Well that's unfortunate for my use of the keychain to store 'permanent' information of a user.
I don't know what you are doing. Maybe you know something I don't. But, in general, I don't know of any way to prevent access and deletion of data. They can always use FS events to find the data you are writing. They can use local snapshots to reset and try again. Apple has the mysterious data vaults, but even those are vulnerable to disabling SIP. If you keep looking for obscure tricks, you start to run the risk of using something that isn't reliable or that you don't fully understand or control. Hackers are definitely an annoyance, but breaking DRM for all users is an existential risk.
And hackers are perfectly capable of disassembling your binary and changing it. Don't assume you are too small-time for them to bother. I'm most definitely small-time and my software is regularly cracked and publicly posted on the internet. They even charge money for it.
But you need some way of permanently identifying a particular user or device - what do you use for that? Can't a user delete and reinstall an app and then reappear on your server as a new user?

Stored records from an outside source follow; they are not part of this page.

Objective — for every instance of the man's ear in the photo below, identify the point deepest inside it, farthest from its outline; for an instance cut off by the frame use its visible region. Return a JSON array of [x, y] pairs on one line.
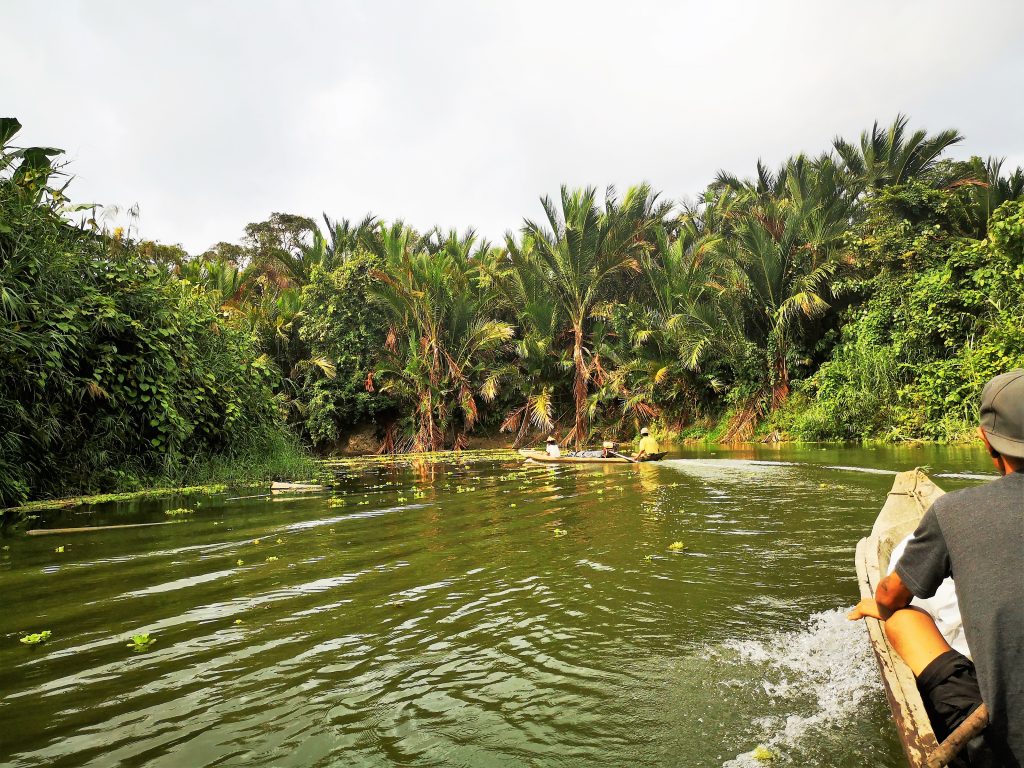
[[988, 446]]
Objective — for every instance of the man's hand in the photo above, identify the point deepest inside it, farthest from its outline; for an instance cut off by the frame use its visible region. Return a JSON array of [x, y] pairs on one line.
[[866, 607]]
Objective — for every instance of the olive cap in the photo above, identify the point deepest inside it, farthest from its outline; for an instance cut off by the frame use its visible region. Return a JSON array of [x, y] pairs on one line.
[[1003, 413]]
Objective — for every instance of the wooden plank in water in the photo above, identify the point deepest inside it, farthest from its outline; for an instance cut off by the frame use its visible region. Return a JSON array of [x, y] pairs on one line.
[[89, 528]]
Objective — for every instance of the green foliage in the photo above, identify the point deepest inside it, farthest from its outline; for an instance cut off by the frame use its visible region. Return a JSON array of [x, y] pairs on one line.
[[111, 368], [36, 638], [140, 643], [866, 292], [342, 325]]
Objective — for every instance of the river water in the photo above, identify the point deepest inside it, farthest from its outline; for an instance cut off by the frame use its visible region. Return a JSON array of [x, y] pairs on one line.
[[472, 612]]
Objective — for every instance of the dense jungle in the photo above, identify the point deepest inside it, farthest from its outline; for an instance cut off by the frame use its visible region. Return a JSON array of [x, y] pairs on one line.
[[863, 293]]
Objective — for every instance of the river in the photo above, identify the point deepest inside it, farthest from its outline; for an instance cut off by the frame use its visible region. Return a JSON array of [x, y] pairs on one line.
[[477, 611]]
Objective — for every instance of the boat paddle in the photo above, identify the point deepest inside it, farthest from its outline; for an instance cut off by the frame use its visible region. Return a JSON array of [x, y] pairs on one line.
[[955, 741]]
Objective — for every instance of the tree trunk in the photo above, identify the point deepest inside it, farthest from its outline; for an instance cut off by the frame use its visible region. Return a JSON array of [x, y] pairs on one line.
[[580, 388]]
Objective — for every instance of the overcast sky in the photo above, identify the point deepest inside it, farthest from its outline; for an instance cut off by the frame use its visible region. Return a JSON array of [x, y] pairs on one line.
[[211, 115]]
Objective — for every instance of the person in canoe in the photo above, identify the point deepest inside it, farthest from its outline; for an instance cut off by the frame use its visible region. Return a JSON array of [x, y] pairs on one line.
[[977, 535], [648, 445], [551, 446]]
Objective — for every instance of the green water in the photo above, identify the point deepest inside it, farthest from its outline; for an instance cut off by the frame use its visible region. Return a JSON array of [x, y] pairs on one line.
[[436, 615]]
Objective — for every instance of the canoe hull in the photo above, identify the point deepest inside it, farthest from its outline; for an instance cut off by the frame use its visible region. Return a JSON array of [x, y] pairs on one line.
[[541, 456], [911, 495]]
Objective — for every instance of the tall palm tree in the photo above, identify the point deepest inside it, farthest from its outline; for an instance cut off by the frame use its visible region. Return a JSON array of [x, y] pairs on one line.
[[541, 360], [785, 252], [583, 249], [888, 156], [442, 336]]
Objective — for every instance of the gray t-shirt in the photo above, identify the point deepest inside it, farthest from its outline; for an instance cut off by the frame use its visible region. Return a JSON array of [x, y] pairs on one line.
[[977, 536]]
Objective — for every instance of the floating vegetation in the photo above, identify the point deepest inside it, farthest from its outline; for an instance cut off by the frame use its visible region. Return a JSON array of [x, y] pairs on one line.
[[763, 754], [37, 638], [127, 497], [140, 643]]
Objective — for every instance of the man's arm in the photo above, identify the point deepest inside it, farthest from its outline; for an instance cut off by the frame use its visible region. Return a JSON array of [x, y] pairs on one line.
[[890, 596]]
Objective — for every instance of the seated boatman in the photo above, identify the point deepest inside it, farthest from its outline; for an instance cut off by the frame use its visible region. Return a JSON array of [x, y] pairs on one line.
[[977, 536], [648, 445], [551, 446]]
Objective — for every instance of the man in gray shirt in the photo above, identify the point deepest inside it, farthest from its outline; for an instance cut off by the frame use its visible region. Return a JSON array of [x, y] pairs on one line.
[[977, 537]]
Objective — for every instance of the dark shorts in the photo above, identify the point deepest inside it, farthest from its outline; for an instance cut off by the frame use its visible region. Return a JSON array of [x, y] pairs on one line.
[[949, 687]]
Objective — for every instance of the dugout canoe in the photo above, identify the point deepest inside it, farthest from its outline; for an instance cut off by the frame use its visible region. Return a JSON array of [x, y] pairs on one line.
[[911, 495], [541, 456], [296, 487]]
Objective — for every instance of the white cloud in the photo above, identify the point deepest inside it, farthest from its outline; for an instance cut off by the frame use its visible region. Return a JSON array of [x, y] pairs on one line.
[[213, 115]]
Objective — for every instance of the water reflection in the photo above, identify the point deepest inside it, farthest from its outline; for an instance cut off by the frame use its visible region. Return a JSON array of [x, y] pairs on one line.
[[443, 613]]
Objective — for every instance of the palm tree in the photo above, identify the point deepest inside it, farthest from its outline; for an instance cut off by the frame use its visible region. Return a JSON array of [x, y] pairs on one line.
[[583, 249], [785, 253], [442, 337], [541, 361], [890, 157]]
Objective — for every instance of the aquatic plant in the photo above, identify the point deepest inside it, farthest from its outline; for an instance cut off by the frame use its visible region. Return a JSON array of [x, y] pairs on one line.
[[36, 638], [763, 754], [141, 642]]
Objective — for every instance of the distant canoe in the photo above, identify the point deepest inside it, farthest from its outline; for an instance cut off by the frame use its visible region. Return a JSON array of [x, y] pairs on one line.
[[911, 495], [542, 456], [296, 487]]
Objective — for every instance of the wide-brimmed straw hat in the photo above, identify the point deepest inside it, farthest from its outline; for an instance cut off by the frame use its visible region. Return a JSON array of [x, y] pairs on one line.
[[1003, 413]]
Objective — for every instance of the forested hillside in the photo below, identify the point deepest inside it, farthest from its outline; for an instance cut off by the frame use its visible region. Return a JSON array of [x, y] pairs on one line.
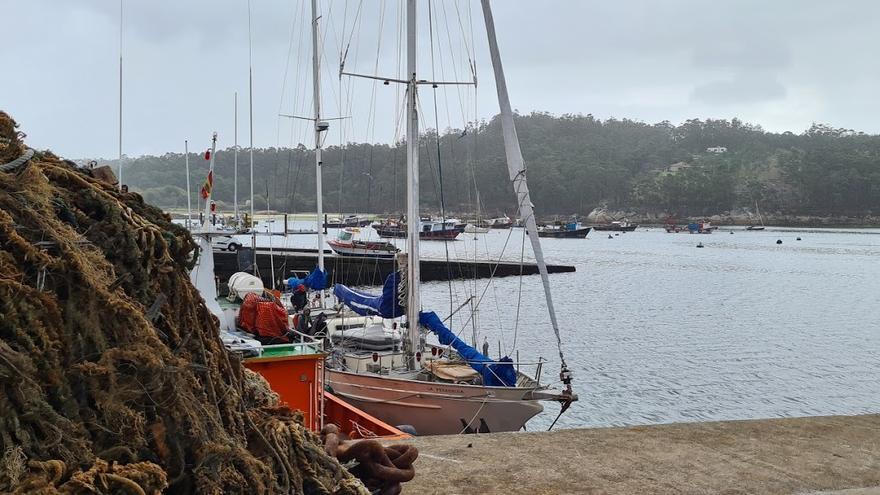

That's what receipts and activation codes are for. In the Mac App Store, I use the receipt. Network requests include the app receipt which I can verify with Apple, and then double-check Apple's response to make sure it is my receipt. I do something similar with my Developer ID version. It is tricky though. This is one of many points that the anti-App Store crowd conveniently forget. Your 30% comission pays for a first-class DRM infrastructure.